With the limited time providers have with patients, delving into diet may seem an impossible task. But Daniel-MacDougall advises clinicians to find out where patients are starting from before offering advice. That doesn’t have to mean requesting a detailed food diary but simply asking what their typical breakfast, lunch, and dinner look like. Providers can then meet patients where they are. If they stop by a convenience every morning for breakfast, help them figure out what they can pick up at that store that’s healthier than their usual.

“Some people have more or less freedom or resources in their lives to make those decisions and changes,” Daniel-MacDougall said.

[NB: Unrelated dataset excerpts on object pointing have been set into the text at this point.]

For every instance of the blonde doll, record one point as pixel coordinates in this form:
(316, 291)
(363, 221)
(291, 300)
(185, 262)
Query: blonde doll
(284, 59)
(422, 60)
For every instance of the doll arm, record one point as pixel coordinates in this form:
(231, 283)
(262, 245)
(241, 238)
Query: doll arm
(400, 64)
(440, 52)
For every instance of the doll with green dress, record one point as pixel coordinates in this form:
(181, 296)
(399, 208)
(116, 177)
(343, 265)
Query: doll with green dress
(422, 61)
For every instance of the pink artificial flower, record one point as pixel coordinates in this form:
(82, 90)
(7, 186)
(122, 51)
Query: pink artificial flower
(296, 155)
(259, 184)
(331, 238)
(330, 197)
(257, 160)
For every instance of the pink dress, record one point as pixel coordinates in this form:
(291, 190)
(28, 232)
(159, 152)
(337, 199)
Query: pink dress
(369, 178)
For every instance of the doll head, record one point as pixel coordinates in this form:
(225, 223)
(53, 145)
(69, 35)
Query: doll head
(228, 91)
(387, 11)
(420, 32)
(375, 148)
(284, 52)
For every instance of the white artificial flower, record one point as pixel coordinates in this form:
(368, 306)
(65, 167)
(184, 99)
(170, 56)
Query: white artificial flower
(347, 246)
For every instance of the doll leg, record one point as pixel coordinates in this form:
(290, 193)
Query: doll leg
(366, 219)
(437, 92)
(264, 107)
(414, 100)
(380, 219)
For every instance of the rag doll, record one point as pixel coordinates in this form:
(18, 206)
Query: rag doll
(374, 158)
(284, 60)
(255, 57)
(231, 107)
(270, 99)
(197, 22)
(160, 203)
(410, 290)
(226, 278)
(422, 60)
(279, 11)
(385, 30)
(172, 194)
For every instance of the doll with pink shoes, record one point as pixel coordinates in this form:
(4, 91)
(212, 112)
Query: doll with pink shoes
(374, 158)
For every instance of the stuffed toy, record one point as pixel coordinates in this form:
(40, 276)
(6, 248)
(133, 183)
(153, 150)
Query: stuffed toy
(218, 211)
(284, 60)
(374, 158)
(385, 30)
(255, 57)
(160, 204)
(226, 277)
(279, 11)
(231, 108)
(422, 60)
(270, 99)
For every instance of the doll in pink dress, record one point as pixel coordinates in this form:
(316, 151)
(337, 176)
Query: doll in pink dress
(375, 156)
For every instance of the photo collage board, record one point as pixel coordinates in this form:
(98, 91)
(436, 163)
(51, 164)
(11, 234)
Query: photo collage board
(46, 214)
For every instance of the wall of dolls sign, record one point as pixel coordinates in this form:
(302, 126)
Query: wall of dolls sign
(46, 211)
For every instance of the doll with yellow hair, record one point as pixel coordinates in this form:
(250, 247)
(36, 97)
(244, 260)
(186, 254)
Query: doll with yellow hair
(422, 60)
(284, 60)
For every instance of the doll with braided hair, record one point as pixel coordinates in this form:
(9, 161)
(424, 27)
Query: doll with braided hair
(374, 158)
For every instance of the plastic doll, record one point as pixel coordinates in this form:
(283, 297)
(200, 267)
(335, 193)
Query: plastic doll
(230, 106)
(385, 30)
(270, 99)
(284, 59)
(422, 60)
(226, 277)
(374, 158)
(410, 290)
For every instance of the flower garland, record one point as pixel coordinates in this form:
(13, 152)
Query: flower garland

She also suggests that clinicians offer patients more than one form of healthy diet, or more than one strategy for eating more plant-based foods. One way to do that is to focus on one goal at a time, starting with, for example, increasing fiber intake.

“While you’re working on that, you’re going to increase your plant foods by default because you don’t get fiber from animal foods,” she said. “But it’s also going to help you identify plant foods that are higher quality and less refined because those provide more fiber.”

Platz echoed this strategy, suggesting small shifts rather than radical diet makeovers. Incremental steps are particularly helpful for people who are time-poor. One such step could be eating a smaller serving of meat while doubling a vegetable serving, or adding a leafy vegetable or colorful berries.

“These diets should be viewed as aspirational,” Platz said. “People can make changes, moderate, and move in that direction.”

Daniel-MacDougall, Platz, Giovannucci, McTiernan, and Brockton had no disclosures.